Another factor: As Amazon Prime becomes a bigger part of
Amazon’s business, Amazon ships more orders that consist of just one item.
These orders can typically be tougher to make profitable than multi-item orders
— a trend that could explain the renewed focus on profitability.
“Amazon realizes Walmart is serious,” the executive said,
“and is basically asking manufacturers to subsidize their unprofitable shipping
costs for them.”
No easy solution
What is a brand to do? There is no one-size-fits-all
solution. Some do give in and offer Amazon a better price if they can afford
it.
Some push Amazon to keep the unprofitable product, but
give them a better deal on a more profitable item.
Another strategy is to stop selling to Amazon as a
wholesaler and instead sell directly, or through resellers, on Amazon’s
marketplace. Amazon cannot control the price of an item sold by marketplace
sellers, though it can make it harder to find items that aren’t priced
aggressively.
The longest-term solution, however, is perhaps the most
difficult: Reimagining how a product should be designed and packaged from the
ground up, specifically for e-commerce sales.
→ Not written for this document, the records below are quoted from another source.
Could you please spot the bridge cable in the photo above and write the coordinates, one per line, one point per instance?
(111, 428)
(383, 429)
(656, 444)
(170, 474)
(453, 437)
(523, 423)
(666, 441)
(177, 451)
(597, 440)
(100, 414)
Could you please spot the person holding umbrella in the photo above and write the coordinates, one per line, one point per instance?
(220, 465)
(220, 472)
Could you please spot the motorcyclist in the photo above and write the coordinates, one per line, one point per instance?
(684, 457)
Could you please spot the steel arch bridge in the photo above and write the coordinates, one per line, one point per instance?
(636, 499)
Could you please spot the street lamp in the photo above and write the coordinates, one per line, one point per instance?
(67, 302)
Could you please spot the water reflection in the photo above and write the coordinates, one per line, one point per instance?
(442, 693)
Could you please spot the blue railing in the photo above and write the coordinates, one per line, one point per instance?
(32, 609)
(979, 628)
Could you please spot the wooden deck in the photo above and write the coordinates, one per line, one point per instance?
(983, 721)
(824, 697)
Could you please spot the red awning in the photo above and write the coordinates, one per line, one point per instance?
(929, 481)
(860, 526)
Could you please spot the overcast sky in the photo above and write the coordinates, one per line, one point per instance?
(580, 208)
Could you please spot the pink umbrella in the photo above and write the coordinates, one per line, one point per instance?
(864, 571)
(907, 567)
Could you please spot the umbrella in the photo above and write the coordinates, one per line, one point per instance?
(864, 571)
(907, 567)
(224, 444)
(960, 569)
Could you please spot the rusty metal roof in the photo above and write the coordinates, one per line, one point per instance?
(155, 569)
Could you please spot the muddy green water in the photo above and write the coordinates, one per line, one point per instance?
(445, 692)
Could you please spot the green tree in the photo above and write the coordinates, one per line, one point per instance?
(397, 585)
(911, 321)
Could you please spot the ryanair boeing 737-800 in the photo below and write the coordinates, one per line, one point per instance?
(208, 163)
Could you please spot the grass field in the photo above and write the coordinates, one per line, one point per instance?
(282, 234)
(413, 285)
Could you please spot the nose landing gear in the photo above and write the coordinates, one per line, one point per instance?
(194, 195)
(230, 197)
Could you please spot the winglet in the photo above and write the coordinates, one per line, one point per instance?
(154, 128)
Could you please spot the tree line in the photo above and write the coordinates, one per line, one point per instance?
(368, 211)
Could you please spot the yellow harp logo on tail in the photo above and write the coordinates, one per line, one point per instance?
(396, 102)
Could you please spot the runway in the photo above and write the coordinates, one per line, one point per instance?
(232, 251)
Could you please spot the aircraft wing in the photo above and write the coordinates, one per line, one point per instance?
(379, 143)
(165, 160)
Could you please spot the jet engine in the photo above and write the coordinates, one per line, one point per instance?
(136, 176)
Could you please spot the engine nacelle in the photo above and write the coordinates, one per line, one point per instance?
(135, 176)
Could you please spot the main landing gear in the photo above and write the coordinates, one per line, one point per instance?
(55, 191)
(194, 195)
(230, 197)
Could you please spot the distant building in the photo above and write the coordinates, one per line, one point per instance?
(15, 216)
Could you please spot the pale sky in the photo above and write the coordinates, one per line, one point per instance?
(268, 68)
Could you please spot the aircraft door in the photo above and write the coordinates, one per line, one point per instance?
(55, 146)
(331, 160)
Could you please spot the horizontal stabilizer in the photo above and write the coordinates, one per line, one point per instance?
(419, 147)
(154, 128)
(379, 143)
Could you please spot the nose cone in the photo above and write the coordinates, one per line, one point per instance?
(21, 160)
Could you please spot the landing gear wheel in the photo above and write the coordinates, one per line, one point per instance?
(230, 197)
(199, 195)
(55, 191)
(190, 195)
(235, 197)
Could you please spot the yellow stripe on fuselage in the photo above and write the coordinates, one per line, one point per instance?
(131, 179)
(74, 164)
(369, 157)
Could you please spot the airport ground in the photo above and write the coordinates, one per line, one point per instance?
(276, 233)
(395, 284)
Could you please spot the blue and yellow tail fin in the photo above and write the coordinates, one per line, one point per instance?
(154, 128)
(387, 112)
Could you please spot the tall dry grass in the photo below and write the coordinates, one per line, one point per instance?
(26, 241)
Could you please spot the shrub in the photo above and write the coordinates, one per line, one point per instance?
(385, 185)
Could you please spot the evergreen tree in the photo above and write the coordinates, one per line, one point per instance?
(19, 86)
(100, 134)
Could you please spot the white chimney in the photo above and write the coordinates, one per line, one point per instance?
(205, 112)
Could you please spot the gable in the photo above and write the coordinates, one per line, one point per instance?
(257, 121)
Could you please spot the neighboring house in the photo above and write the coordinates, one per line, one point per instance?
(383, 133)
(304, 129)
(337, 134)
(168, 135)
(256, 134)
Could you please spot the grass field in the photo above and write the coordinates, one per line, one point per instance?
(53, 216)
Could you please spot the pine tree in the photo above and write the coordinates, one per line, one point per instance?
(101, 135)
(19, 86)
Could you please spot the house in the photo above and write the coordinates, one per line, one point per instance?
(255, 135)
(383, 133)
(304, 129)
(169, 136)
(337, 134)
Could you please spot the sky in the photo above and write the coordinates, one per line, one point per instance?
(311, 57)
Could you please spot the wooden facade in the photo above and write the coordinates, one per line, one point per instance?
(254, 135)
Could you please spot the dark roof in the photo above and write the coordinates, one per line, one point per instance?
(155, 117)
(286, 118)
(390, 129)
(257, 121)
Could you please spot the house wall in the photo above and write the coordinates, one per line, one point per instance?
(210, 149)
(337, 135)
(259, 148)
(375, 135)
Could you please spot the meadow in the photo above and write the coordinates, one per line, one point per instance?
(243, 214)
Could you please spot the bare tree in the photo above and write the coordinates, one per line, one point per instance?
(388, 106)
That often means cutting the
weight of low-price goods since shipping costs tend to eat into a product’s
profitability. (Amazon, in fact, is trying to capitalize on this potential
shift by asking brands to reformulate their packaging to make it easier to ship
— all done via Amazon, of course.)
Big brands, however, have been doing more talk than
action when it comes to pursuing this solution — a fact that you can be sure
Amazon has noticed.
But Andrea Leigh, an ex-Amazon general manager who now
runs her own brand consultancy, has come across a few examples of brands
redesigning goods for e-commerce. One of them, from the brand Celsius, is an
energy drink that has been transformed into powdered packets that the customer
mixes with water at home.
Then there’s the brand Green Works, which has sold
household cleaners in concentrate form, along with an empty spray container.
“If competitors go away and you can live it out, it
presents you with an opportunity where you can steal share in a relatively easy
way,” she said. “Figuring out how to do online better and not getting CRaP-ed
out, that’s a huge opportunity.”
The rise of direct to consumer?
Perhaps the toughest part of being a traditional consumer
packaged goods brand today is that you don’t know who your customer is because
you sell to them via a middleman: Retailers like Amazon and Walmart. And if you
try to sell direct through your own website — which requires a different set of
skills — retailers often raise hell. Yes, the same retail partners that are
putting the squeeze on wholesale prices.
So some of these multinational companies are dabbling
with diversifying their sales channels through acquisition. Unilever, the owner
of brands like Dove and Hellmann's, last year purchased the subscription razor
startup Dollar Shave Club for $1 billion. The vast majority of Dollar Shave
Club’s sales come through its own website.
Venture capitalists are betting that that deal will be
the first of many acquisitions of digital-first brands that would traditionally
sell their goods on supermarket shelves — though no major ones have yet
followed. If they’re right long-term, however, this pricing pressure from
Amazon and Walmart may be partly to blame — or thank.